Fond of Group Holding GmbH
- Trade name: FOND OF
- Formerly: Fond of Bags
- Type: GmbH
- Industry: Textile industry
- Founded: 2010; 16 years ago
- Founders: Sven-Oliver Pink, Florian Michajlezko, Dr. Oliver Steinki, Juliaan Cazin
- Headquarters: Cologne, Germany
- Area served: Worldwide
- Products: Backpacks, Bags, and shoes
- Number of employees: 300 (2016)
- Website: www.fondof.de

= Fond of Group =

German manufacturing company

Fond of Group, marketed as FOND OF, is a German manufacturer of sustainable, ergonomic backpacks, minimal shoes, baby products and bikes. The startup company was founded by Sven-Oliver Pink, Florian Michajlezko, Dr. Oliver Steinki and Juliaan Cazin in 2010 and is based in Cologne.

==History==
Fond of Group Holding GmbH, initially founded as ergobag GmbH, launched its first product in 2010: an ergonomic, sustainable backpack for primary school children called ergobag. In the past years, six additional brands were added to their product portfolio, out of which at least two (Offermann and Salzen) have been discontinued.
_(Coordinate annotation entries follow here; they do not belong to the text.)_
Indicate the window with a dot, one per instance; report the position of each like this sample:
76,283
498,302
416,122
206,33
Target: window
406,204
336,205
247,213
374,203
By 2024, Fond of Group had five active brands: Affenzahn, ergobag, satch, AEVOR and pinqponq, generating revenues in excess of 120 Mio EUR. This extension in the brand and product portfolio led to a change in company name to Fond of Bags and then to FOND OF as other product categories such as shoes were added. By 2024, it had approximately 300 employees and distributed its products in more than 35 countries worldwide.

==Products==
The fond of Group portfolio contains five brands:
- Affenzahn
- Ergobag
- Satch
- AEVOR
- pinqponq

All of these individual adaptable products are produced substantially, using Polyethylene terephthalate, i.e. Polyester made of recycled PET bottles.

== Recognition ==
- 2011 Red Dot Design Award
- 2012 Germany Land of Ideas; enable2start Business Plan Competition Winner
- 2013 Red Dot Design Award
- 2015 German Design Award for brand satch; Beste neue Marke for ergobag
- 2016 German Sustainability Award
- 2016 German CSR Award
- 2017 German Entrepreneur Award

== Controversies ==
In August 2021 the German Federal Cartel Office (Bundeskartellamt) imposed a fine of 2 million euros on Fond Of for illegal practices of vertical price fixing. The company was accused to have "restricted the pricing of school bags and school backpacks sold by retailers cooperating with the company" according to the authority.